1. Diagnostic Imaging, The Peter MacCallum Cancer Institute, Melbourne, Vic
2. Radiation Oncology, The Peter MacCallum Cancer Institute, Melbourne, Vic
3. Dept of Oncology and Radiotherapy, Turku University Hospital, Turku, Finland
Lung cancer is currently the leading cause of cancer-related death in both men and women in most Western countries. In Australia there is a falling incidence in males that is not matched in females, tracking smoking trends1. Non-small cell lung cancer comprises 75-80% of all new cases of lung cancer2. Early diagnosis of lung cancer is difficult, and screening is currently limited to investigational studies. The lack of specificity of radiologic screening techniques means that many unnecessary biopsy procedures are required to exclude malignacy in lung nodules identified in asymptomatic individuals. Alternatively, serial imaging is required to exclude the progressive enlargement that chartacterises malignant nodules. This “watchful waiting” approach carries the risk of disease dissemination during surveillance. At the time of clinical diagnosis, most patients are symptomatic and have what is considered to be locoregionally-advanced disease. Many also have systemic metastases at presentation. Even in those cases in which an apparently complete resection is able to be achieved, over 50% relapse, with the majority of these relapses occurring at distant sites3,4. Early systemic relapse is likely to reflect the presence of metastatic disease that was not detected by conventional staging techniques at the time of initial diagnosis. When surgery is not indicated, suitable patients with locoregionally-confined disease have a chance for prolonged survival and even cure with radical platinum-based chemoradiotherapy5. Five-year survival rates, however, remain poor. Selected patients with stage III disease are now also being treated with neoadjuvant chemotherapy prior to surgery in an attempt to improve long term survival. Improvements in radiotherapy delivery using conformal techniques offer the hope of improving local control by administering higher tumour doses while sparing adjacent normal tissues. These more aggressive treatments aimed at improving the still disappointing cure rates come at considerable cost both to the healthcare economy and in terms of morbidity to patients. Accordingly, their appropriate use relies on accurate patient selection and precise definition of tumoural extent. In particular, accurate staging avoids futile aggressive over-treatment of patients with incurable disease.

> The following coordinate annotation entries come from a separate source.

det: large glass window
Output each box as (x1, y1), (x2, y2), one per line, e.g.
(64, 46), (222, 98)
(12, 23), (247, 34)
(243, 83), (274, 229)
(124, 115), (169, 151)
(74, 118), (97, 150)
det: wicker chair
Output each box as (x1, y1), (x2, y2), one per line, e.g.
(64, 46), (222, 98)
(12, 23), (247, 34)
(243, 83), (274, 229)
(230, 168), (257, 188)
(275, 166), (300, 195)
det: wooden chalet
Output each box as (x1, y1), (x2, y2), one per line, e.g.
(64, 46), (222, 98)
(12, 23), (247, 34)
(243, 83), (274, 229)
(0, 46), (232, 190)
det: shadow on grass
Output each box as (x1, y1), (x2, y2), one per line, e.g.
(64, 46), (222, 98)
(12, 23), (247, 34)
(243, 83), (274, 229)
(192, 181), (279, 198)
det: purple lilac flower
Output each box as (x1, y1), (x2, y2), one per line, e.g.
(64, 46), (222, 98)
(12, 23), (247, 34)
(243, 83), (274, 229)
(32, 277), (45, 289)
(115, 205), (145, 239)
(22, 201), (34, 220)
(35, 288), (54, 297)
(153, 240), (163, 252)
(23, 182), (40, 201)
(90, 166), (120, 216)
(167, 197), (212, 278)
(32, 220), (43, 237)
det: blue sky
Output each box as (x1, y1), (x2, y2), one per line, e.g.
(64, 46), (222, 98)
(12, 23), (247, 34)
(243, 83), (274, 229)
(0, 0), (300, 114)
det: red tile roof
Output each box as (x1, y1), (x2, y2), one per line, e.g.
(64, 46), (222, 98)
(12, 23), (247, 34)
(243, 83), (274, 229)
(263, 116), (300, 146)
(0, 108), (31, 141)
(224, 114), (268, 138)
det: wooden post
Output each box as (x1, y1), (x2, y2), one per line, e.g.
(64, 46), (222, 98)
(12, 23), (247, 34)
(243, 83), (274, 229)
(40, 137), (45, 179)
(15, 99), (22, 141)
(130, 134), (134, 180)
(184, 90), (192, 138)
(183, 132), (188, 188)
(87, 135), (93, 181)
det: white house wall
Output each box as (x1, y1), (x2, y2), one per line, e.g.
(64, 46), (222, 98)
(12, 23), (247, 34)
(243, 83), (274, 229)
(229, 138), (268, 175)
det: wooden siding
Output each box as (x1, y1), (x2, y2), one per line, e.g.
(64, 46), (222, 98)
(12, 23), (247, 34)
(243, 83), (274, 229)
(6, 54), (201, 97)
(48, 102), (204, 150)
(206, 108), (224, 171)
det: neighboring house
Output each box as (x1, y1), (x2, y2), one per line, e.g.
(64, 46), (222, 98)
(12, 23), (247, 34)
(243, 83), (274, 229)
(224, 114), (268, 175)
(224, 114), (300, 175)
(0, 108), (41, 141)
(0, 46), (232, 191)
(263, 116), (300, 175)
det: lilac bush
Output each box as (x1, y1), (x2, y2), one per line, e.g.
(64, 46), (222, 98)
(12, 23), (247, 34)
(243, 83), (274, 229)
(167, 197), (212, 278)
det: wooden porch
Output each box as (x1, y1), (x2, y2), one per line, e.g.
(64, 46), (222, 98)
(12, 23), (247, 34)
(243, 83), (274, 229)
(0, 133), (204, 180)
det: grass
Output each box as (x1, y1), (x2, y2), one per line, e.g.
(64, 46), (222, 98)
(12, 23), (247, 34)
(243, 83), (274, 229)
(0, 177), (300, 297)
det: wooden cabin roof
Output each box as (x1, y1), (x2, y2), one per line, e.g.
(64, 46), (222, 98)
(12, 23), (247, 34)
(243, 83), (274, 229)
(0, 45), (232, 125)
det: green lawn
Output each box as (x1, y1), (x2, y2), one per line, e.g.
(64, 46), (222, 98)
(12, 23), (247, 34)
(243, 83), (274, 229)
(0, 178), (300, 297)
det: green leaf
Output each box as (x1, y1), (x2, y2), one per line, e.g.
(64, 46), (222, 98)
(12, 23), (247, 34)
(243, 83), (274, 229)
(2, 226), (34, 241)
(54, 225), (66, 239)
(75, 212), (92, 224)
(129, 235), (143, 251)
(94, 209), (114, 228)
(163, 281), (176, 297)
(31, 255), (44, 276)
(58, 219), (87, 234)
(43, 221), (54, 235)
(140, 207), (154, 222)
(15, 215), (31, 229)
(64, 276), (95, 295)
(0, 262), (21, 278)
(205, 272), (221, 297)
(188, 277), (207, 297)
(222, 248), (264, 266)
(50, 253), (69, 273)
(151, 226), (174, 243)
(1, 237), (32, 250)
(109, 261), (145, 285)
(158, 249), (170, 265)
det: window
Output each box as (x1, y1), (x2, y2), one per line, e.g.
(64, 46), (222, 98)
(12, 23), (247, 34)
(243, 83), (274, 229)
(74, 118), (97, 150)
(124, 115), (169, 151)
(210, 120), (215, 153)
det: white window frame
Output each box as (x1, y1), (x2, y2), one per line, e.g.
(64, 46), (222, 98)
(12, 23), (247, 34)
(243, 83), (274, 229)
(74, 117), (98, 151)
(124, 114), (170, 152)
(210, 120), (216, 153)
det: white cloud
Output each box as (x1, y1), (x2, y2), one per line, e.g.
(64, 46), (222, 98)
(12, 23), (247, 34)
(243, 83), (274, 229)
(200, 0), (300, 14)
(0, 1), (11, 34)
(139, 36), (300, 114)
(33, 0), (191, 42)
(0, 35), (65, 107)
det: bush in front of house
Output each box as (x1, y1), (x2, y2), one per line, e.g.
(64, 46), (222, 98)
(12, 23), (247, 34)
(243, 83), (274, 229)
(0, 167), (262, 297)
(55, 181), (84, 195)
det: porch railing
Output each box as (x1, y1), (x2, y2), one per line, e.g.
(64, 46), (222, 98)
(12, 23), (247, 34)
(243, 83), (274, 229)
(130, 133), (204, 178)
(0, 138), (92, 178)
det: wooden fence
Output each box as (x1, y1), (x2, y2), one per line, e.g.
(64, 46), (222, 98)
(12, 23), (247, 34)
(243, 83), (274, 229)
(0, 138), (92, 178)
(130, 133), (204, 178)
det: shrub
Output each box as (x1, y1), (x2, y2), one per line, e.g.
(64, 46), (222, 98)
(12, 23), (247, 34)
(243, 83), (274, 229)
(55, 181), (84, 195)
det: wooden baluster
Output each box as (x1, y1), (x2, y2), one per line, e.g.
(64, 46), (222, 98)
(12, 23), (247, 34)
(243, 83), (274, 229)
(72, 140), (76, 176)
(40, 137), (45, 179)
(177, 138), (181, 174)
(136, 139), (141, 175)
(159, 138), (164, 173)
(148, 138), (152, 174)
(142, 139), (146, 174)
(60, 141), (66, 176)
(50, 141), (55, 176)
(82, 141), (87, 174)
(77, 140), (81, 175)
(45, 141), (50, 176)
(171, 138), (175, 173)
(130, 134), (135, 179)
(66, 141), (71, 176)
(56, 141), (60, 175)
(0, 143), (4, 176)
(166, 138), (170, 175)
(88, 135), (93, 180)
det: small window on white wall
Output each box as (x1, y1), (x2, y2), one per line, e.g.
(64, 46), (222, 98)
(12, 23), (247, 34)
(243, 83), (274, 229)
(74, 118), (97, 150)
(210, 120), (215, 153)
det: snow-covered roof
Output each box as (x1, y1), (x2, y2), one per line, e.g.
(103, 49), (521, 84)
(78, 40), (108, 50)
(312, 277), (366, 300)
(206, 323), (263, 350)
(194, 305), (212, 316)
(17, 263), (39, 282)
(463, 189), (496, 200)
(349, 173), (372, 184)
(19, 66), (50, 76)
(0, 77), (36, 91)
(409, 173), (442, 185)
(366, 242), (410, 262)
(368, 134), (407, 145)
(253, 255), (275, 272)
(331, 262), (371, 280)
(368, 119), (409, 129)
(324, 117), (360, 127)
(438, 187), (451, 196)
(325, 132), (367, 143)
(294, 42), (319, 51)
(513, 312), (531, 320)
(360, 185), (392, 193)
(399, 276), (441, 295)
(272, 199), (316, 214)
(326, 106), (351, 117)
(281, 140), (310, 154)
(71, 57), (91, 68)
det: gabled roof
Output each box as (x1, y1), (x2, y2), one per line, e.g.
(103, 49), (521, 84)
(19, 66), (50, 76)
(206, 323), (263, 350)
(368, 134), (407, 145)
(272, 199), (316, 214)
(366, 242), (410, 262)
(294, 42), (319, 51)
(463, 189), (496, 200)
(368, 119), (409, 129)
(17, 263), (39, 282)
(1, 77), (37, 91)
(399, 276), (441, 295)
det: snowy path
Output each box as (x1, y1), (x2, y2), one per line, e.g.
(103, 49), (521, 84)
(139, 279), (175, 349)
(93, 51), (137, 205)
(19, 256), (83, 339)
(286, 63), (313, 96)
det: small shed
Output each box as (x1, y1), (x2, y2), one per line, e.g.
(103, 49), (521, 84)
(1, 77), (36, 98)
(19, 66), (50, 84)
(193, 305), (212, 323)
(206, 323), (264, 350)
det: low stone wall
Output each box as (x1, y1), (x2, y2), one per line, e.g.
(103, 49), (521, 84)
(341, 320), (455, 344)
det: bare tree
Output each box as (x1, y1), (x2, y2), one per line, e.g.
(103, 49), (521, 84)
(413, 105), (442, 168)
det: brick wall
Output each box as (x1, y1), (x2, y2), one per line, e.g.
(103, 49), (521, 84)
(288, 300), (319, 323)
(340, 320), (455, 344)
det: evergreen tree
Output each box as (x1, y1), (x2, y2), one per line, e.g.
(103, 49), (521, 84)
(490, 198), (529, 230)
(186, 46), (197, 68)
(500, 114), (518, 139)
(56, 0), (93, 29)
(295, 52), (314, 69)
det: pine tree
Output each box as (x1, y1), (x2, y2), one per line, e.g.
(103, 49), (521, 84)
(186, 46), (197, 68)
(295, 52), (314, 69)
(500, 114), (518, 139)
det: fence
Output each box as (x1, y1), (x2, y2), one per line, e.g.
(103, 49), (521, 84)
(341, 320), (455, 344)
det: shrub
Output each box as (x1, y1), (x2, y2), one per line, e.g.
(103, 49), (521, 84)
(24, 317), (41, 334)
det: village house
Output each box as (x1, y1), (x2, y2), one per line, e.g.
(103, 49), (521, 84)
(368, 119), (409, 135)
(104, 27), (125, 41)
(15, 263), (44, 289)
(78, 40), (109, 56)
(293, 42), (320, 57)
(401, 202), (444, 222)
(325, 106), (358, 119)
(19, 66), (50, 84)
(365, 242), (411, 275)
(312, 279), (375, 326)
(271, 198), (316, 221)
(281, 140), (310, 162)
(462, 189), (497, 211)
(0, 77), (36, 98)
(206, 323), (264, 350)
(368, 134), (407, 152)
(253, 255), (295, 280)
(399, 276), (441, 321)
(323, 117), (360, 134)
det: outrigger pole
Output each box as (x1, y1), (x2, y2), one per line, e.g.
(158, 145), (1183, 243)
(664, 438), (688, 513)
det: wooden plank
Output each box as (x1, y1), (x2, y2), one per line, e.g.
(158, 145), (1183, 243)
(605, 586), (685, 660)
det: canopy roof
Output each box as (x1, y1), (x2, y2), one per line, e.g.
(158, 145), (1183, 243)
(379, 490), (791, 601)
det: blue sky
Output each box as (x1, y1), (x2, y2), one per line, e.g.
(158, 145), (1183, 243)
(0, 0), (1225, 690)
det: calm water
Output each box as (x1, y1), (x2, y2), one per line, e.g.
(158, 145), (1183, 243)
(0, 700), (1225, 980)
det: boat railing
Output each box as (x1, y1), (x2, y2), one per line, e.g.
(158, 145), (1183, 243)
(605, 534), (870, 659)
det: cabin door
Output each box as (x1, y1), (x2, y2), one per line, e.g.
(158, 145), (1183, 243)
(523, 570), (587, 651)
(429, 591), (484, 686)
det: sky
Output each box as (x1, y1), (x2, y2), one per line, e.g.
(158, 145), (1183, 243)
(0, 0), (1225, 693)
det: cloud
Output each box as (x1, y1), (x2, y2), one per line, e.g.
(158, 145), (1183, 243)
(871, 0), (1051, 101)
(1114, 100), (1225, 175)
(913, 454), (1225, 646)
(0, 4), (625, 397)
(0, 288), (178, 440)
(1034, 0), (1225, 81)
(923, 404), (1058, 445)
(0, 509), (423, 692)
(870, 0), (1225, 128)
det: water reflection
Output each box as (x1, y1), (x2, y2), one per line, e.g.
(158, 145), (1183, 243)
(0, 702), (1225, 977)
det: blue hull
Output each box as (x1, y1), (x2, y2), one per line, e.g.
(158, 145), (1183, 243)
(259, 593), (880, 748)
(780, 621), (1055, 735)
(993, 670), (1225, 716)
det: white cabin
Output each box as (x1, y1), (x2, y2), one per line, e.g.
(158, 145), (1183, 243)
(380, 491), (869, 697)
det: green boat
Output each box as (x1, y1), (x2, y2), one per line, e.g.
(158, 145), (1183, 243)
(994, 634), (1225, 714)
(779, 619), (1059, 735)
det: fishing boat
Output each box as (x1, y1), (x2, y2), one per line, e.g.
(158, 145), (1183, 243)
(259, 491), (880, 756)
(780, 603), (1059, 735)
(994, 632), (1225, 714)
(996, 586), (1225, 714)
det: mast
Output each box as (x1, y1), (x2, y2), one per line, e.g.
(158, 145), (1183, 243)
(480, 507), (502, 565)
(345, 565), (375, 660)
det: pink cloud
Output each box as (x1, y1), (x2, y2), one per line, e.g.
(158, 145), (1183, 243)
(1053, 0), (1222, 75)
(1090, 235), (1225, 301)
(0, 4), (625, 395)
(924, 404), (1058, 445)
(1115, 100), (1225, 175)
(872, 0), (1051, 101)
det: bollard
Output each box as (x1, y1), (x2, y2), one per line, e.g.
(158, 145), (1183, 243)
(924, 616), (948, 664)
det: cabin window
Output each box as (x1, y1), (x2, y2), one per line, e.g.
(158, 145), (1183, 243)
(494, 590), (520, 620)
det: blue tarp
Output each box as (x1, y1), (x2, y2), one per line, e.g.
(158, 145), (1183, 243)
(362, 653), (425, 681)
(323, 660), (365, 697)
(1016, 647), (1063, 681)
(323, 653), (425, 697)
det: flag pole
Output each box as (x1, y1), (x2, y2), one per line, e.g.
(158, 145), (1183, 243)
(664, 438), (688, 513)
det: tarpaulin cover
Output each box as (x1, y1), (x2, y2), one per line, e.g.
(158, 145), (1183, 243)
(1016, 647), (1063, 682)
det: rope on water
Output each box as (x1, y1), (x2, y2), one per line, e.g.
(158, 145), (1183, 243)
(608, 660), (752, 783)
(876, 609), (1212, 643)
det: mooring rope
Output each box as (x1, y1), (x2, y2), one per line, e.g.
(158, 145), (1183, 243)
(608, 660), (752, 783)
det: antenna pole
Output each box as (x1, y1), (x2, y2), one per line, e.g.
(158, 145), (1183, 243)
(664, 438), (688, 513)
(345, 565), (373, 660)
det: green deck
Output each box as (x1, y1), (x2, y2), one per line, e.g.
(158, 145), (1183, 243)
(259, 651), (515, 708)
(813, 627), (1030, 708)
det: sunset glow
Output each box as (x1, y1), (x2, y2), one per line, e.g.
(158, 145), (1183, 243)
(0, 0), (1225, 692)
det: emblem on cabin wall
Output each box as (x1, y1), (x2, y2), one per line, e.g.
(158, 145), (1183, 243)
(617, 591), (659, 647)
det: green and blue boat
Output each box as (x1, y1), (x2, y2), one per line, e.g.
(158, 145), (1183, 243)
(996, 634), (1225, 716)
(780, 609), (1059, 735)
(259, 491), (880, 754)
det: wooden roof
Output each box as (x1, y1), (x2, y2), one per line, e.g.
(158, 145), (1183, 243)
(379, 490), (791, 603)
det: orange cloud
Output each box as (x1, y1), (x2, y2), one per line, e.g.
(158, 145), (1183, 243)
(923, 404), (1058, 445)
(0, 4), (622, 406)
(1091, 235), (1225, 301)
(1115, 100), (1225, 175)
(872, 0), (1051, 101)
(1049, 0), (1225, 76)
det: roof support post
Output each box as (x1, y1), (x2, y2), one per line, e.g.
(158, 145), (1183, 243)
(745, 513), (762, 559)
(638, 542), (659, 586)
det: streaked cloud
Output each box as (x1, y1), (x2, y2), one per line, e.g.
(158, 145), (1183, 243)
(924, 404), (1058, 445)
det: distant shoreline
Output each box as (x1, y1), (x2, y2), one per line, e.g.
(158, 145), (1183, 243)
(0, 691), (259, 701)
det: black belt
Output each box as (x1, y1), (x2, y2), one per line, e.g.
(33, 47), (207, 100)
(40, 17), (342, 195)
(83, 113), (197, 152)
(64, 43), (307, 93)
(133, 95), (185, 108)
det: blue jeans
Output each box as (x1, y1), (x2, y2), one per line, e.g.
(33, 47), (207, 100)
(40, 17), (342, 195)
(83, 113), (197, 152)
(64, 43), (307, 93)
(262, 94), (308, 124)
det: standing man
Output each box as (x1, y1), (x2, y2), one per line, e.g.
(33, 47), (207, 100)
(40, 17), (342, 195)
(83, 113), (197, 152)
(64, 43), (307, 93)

Unfortunately, conventional staging has significant limitations. Although primary tumoural relations are generally well-defined on CT scanning due to high contrast between the tumour mass and adjacent aerated lung, secondary consolidation of lung beyond obstructing bronchial lesions can impair characterisation of true tumour extent. This is particularly relevant to radiotherapy planning, where the aim is to minimise radiation dose to normal structures. Clinical staging of the mediastinum with CT or MRI is based on lymph node size and is therefore unable to identify nodal metastases that are less than one centimetre in diameter or to differentiate between malignant and enlarged reactive nodes. Recognising the limitations of CT, pathological mediastinal lymph node sampling has become an established technique but has associated morbidity and is also prone to sampling errors. Assessment for systemic metastases is also problematic, with limitations in both the sensitivity and specificity of conventional staging techniques often requiring a number of complementary imaging tests to be performed and in selected cases, biopsy of suspicious lesions. In the post-therapeutic settings, it is not possible to reliably differentiate viable tumour from fibrotic, or necrotic elements, even with well-visualised masses. Clearly, more accurate staging techniques would be advantageous.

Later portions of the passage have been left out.